Since being named president of PdVSA, Chávez ally Rafael Ramirez has been working to expand the company's control of the entire industry. On May 6, the research firm Oxford Analytica reported the government is arm-twisting to force the conversion of 32 foreign company contracts into joint ventures that will give the government 51% ownership. The newsletter also said that the government wants -- as prescribed by Chávez -- to raise income taxes on foreign oil companies to 50% from 34%. On Tuesday, Reuters reported that Venezuelan tax authorities "held a second round of talks with seven foreign oil companies, including units of Chevron and Shell" on the matter. The government has also said it will no longer pay foreign oil firms in dollars.


I know Ms. O’Grady loves sweetheart deals but those days are over. With oil commanding high prices if the foreign companies want Venezuelan oil they are going to have to pay for it. President Chavez runs a serious government that knows how to defend its country’s interests whether people like Ms. O’Grady like it or not. And as for the foreign oil companies, they’ll keep investing in Venezuela. After all, it’s where the oil is.


Added to the drain on human and financial capital, are serious internal problems that this power grab is producing at PdVSA. Oxford Analytica writes that Mr. Ramirez fired 30 "Chavista managers" on corruption grounds soon after he took over his post -- although he did not present proof.

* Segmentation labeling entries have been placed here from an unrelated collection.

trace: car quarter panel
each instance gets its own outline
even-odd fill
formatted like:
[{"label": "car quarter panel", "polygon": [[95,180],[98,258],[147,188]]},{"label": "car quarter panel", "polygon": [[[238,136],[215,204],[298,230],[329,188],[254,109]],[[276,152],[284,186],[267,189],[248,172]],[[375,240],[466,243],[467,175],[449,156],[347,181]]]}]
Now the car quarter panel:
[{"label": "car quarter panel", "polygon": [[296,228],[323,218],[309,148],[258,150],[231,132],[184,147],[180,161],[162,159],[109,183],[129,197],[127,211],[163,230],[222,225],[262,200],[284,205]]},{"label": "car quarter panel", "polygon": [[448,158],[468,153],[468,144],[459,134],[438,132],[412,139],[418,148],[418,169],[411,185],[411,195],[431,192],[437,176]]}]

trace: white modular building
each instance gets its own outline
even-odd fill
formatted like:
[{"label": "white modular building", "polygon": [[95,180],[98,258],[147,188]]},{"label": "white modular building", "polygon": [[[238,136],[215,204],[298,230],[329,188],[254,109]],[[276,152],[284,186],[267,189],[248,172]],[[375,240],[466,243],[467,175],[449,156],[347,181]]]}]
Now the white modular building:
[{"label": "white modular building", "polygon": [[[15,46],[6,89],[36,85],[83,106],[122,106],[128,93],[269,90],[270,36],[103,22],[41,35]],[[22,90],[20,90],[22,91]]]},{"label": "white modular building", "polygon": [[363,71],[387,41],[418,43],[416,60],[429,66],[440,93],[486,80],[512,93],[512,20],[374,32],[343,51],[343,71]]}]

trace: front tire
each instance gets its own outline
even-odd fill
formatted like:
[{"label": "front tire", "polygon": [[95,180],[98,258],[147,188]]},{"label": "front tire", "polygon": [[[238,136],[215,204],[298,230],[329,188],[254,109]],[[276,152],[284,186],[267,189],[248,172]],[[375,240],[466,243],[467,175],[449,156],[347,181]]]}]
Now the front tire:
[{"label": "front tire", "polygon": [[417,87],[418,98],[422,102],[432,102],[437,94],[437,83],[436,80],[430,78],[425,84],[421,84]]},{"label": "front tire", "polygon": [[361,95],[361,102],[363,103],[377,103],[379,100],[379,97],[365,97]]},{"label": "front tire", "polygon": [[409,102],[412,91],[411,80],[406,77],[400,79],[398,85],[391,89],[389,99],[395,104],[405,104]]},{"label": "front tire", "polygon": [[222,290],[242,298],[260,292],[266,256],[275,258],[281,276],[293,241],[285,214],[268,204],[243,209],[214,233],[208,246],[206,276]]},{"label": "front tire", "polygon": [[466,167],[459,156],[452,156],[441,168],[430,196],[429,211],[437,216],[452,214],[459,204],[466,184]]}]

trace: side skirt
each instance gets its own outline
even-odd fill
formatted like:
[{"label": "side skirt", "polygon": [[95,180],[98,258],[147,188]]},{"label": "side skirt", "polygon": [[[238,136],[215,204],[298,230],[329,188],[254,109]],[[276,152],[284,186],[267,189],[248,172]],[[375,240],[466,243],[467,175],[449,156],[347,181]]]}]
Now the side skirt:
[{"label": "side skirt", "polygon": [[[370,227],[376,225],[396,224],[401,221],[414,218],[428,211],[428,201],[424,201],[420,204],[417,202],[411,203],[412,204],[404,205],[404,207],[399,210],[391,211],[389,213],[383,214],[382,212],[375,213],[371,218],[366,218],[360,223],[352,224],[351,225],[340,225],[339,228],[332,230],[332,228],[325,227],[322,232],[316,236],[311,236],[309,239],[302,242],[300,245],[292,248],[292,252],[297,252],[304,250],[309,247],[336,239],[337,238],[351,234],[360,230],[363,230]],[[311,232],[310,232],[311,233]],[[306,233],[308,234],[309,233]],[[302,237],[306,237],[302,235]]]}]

Oxford Analytica said that the move was "interpreted inside the Chavista movement as Ramirez settling old scores with high-ranking executives of the previous PDVSA administration." This has provoked an increase in job insecurity among chavistas who thought their politics gave them security. Analytica says that, "crossed accusations of corruption based on leaked internal documents have increased among different Chavista factions."

Mr. Ramos notes that "aggressive" policies toward the private sector and weak investment in PdVSA "raise serious risks of a further gradual decline in oil production," making Venezuela all the more vulnerable to a drop in world oil prices. It's quite possible that Chávez will have no more luck commanding oil out of the ground than Fidel had getting cows to give more milk. The "great leap" is looking more and more like a great flop.


Seeing as she ran out of even lies to make up she delves into some idle and unsubstantiated gossip. As far as “further” declines in oil production go, I’m not going to lose any sleep over it considering that the declines up to this point she keeps going on about apparently never happened. And I seriously doubt there will be any declines going forward unless Chavez does something completely stupid like hiring the “Oily People” back.

I have never heard Chavez say anything about a “great leap”. But the economy did grow more than 17% last year and is poised for double digit growth again this year. So maybe he just said “the economy is growing by leaps and bounds” and she misunderstood him.